Hello @Morgan,
You did an awesome work with FastHugs in order to wrap Hugging Face BERT-like models into fastai v2. Congratulations!
I’m currently using your code about Model Language in order to adapt my fine-tuning method (see post) for generative model.
I have 2 questions about class FastHugsTokenizer()
and class MLMTokensLabels(Transform)
:
- it allows to create a sequence of max_seq_len - 2 (ex. for RoBERTa and BERT: 512 - 2 = 510 tokens) from each text cell of the training and validation dataset. But what about the tokens after this limit for a text of 1000 tokens for example? They are thrown away?

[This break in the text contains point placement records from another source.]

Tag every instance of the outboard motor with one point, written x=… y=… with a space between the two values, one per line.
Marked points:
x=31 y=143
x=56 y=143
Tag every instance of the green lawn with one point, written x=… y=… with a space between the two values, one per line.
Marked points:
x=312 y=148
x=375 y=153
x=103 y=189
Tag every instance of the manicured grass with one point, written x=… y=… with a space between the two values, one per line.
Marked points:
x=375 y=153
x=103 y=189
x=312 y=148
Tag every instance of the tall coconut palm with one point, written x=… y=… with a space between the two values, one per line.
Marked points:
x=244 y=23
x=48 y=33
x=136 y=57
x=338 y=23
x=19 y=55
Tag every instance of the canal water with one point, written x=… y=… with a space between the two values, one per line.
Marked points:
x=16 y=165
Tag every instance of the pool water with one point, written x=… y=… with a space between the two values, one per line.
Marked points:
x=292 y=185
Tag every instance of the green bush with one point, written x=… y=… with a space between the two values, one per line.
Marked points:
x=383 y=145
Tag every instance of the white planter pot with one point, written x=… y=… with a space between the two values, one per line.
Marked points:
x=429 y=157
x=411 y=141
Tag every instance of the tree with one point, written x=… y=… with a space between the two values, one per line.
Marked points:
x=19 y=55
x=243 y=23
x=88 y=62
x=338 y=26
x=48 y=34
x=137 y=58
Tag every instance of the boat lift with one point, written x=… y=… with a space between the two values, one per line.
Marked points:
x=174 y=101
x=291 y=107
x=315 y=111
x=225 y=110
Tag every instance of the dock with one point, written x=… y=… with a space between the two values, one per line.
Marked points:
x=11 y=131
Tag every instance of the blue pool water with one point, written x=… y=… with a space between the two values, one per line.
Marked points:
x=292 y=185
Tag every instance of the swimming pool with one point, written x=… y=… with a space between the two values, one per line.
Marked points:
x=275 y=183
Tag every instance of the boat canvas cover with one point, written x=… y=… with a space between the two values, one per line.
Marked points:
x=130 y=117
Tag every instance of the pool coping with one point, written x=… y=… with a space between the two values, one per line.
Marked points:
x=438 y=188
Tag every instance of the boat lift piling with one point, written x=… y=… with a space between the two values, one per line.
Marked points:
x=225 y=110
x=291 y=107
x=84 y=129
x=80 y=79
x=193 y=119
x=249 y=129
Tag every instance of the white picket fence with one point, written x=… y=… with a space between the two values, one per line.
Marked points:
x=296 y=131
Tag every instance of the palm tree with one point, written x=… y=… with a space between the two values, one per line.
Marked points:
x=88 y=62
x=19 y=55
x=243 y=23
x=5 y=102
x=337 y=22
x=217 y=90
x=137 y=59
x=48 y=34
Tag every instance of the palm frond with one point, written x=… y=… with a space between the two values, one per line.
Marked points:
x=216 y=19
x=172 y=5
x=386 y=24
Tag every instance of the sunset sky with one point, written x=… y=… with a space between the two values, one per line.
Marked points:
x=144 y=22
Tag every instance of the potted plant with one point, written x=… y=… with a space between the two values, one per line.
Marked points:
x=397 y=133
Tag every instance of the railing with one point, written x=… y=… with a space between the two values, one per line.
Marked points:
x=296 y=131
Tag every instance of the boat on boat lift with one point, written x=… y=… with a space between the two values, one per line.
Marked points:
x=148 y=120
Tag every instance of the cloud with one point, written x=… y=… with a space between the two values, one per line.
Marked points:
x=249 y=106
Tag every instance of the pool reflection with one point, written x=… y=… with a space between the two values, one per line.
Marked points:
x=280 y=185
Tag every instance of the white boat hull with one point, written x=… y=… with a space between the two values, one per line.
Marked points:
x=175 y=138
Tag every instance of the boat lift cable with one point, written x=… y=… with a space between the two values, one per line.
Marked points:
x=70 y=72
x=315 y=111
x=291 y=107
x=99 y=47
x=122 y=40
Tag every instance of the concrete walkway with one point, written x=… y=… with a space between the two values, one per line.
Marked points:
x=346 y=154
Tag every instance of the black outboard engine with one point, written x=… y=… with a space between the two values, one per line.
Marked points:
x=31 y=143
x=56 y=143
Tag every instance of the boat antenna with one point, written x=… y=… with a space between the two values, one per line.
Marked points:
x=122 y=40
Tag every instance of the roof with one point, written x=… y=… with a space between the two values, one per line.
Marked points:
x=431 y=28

- and about the 15% tokens that are masked (80%), changed to another token (10%) or unchanged (10%): at each batch generation, they are (re)created (within
Dataloaders
) that would be a kind ofData Augmentation
technique or they are always the same?
Note: about your code in class MLMTokensLabels(Transform)
> def _replace_with_other()
> random_words = torch.randint(len(self.tok), labels.shape, dtype=torch.long)
, it allows as well the special tokens (<s>
, </s>
, <pad>
, <unk>
, <mask>
) to replace a token from the 15% chosen but not replaced by the <mask>
token: don’t you think it should be better not authorize the special tokens here? What would be the meaning of passing a sequence to the model with the <pad>
token inside for example?